But there’s a third layer of this failure that isn’t talked about as much. Despite the massive variety of intoxicating substances, most of them fall into one or more of three classes: stimulants, depressants, and hallucinogens. Within these categories, legal intoxicants can have the same effects as illegal ones. This is especially true of stimulants and depressants, because feelings of energetic mania produced by stimulants, or relaxed complacency produced by depressants, are much simpler feelings than those induced by hallucinating. The drug policy of the American government has remained ignorant of drugs like salvia  with the same effects as drugs that are already illegal.

Ideally, the government would make all drugs legal to use. Rather than assume that all drug users are dangers to society, we should instead hold users more accountable for their actions by giving extended sentences to people who commit crimes while under the influence. While it’s true that certain drugs can make people aggressive and more prone to crime, extended sentences would solve this problem in two ways: first, by deterring people from getting irresponsibly intoxicated in the first place, and second, by keeping people who don’t care about those sentences off the street for longer.

Among the alleged dangers of drug use—dependence, impaired driving, increased likelihood of violent or dangerous behavior—very few of them are linked to the actual purchase and consumption of the drug, but rather the actions of the intoxicated individual. This is where we see the largest failing of U.S. drug policy. People can be arrested and imprisoned for decades just for possessing drugs. Even if they had no intention of using them or distributing them, they could be imprisoned for up to two years due to mandatory minimum sentencing laws. So if these legal substances can create the exact same kind of intoxicated individual, they aren’t any more or less dangerous than illegal substances. The exact kind of intoxication that the government is trying to prevent has slipped through the cracks. 

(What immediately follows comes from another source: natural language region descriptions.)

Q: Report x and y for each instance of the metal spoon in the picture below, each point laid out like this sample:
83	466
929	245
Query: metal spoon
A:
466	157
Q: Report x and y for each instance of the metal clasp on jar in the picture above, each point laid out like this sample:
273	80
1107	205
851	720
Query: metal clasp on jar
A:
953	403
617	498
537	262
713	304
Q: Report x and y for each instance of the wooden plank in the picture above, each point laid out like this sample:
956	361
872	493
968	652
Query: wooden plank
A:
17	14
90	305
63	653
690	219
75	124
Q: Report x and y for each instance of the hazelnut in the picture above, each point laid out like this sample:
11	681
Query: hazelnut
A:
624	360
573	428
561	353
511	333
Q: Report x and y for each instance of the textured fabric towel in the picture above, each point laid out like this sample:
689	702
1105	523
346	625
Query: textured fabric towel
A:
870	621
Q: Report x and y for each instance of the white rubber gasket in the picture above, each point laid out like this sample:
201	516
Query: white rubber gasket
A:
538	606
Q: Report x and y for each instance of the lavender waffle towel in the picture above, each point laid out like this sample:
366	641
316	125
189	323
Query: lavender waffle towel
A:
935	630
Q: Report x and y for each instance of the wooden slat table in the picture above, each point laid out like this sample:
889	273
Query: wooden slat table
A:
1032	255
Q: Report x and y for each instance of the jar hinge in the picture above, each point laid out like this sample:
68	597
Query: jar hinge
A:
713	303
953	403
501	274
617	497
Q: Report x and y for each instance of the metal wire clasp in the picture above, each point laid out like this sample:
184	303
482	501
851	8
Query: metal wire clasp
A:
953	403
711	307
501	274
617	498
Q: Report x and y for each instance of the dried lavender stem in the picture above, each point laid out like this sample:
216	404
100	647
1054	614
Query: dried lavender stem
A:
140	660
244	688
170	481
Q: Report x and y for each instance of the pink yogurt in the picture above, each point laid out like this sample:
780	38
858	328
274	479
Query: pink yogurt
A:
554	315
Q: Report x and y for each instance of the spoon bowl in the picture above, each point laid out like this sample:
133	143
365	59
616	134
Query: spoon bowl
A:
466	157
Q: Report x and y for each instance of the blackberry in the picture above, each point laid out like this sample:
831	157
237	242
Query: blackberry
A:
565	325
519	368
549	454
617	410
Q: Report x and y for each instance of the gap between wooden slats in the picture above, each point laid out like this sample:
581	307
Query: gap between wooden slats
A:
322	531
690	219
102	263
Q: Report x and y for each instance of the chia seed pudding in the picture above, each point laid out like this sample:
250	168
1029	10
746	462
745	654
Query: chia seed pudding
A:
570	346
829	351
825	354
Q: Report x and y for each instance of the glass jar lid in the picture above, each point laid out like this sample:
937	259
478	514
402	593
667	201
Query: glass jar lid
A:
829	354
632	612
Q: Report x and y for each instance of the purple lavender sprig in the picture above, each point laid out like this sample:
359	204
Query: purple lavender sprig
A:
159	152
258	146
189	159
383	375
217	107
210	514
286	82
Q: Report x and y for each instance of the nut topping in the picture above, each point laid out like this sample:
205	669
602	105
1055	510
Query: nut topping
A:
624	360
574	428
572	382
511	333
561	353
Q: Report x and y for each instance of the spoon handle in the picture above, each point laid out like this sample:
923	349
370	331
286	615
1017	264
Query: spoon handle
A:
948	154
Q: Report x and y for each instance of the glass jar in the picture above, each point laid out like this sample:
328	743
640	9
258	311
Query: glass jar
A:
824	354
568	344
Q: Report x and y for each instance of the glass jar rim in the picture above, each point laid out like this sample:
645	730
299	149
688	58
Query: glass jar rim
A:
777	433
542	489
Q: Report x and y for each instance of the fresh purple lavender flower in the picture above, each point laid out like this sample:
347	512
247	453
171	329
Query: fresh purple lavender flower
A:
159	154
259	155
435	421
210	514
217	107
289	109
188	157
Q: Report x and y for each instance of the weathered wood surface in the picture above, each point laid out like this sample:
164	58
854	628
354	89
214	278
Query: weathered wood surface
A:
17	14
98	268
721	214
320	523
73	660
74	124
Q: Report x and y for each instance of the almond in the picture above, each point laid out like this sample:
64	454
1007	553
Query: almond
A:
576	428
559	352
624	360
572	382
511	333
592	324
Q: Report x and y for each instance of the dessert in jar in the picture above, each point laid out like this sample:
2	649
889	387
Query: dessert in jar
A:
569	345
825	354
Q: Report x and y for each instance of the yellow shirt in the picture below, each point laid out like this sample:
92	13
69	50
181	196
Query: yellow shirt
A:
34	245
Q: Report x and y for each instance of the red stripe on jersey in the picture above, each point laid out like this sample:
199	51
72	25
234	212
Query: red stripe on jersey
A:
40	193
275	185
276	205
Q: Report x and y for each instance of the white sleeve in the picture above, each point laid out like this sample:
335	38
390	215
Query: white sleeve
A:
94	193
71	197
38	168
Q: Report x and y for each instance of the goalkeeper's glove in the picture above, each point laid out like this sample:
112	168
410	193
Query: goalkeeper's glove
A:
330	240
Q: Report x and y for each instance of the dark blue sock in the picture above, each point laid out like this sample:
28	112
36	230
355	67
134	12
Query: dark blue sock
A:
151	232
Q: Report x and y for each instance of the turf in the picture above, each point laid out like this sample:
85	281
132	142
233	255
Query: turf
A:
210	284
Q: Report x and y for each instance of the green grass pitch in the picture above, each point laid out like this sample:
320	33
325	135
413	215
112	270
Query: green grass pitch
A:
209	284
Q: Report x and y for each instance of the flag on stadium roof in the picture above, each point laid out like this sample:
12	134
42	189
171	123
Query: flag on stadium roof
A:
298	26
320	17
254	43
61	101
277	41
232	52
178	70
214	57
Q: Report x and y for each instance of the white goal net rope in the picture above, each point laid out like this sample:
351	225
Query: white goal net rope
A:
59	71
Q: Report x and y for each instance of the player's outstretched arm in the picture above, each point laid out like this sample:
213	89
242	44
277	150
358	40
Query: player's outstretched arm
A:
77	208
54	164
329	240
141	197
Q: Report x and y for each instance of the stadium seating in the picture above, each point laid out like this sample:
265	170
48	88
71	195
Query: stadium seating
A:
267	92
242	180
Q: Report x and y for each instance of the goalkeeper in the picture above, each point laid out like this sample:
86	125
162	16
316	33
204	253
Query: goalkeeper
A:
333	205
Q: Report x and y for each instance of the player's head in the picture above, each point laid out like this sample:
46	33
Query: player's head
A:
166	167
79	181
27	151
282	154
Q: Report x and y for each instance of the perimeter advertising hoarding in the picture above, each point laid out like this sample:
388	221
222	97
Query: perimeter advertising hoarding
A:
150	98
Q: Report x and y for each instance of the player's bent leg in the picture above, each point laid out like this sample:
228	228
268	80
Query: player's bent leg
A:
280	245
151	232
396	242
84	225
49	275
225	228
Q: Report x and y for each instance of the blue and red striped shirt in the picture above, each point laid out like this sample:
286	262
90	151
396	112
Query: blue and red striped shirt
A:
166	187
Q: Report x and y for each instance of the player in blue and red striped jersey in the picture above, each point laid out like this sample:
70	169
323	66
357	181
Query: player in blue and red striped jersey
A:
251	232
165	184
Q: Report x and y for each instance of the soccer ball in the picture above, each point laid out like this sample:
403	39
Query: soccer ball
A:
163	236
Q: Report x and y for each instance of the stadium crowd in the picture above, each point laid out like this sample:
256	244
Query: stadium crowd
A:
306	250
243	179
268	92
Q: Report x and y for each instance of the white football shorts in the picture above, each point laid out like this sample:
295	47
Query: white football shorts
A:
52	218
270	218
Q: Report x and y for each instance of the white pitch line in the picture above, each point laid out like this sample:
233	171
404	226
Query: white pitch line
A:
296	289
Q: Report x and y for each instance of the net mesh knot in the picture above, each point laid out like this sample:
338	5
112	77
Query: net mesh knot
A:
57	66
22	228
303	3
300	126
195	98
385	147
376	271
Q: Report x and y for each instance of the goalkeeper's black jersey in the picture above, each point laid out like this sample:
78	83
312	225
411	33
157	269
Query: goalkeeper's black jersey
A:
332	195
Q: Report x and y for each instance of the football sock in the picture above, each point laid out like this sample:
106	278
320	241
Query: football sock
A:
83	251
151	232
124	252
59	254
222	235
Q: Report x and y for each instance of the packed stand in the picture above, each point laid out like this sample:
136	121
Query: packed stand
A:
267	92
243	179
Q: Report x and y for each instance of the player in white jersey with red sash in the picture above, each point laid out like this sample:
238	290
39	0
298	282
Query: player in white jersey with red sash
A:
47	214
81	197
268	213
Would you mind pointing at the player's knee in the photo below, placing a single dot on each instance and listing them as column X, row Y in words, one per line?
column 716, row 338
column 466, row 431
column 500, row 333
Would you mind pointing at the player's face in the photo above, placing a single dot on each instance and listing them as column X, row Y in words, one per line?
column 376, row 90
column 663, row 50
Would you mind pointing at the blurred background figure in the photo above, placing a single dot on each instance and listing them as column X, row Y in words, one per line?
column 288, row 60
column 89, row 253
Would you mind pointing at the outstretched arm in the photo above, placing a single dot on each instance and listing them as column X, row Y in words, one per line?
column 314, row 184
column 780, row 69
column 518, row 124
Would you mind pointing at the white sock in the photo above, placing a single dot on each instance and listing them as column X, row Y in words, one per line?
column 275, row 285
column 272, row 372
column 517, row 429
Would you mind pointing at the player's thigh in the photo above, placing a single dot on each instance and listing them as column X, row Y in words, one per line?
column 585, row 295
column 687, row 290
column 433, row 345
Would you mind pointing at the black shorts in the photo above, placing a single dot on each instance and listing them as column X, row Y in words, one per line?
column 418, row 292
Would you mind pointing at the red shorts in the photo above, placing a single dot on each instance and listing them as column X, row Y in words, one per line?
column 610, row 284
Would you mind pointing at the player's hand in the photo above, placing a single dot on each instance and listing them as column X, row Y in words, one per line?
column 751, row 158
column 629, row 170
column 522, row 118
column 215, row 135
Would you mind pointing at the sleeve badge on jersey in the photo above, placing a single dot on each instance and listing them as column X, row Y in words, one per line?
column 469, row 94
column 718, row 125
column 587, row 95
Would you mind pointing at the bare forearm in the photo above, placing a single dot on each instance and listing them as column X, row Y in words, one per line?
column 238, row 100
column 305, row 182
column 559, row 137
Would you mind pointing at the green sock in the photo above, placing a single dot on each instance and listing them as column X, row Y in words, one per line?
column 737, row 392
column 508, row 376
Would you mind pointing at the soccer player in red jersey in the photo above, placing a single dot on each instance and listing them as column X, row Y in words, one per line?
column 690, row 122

Despite the dangers associated with them, I am a proponent of legal intoxicants for creative and intellectual benefits. Responsible, controlled intoxication can broaden one’s horizons. It can open doors to feelings and perspectives that would normally be beyond the scope of cognition. They can nourish one’s spirit and give one a greater sense of connection with the universe.

Drug reform is inevitable, and future changes may make it more difficult or dangerous to acquire these substances. So try them now, before Uncle Sam takes them away.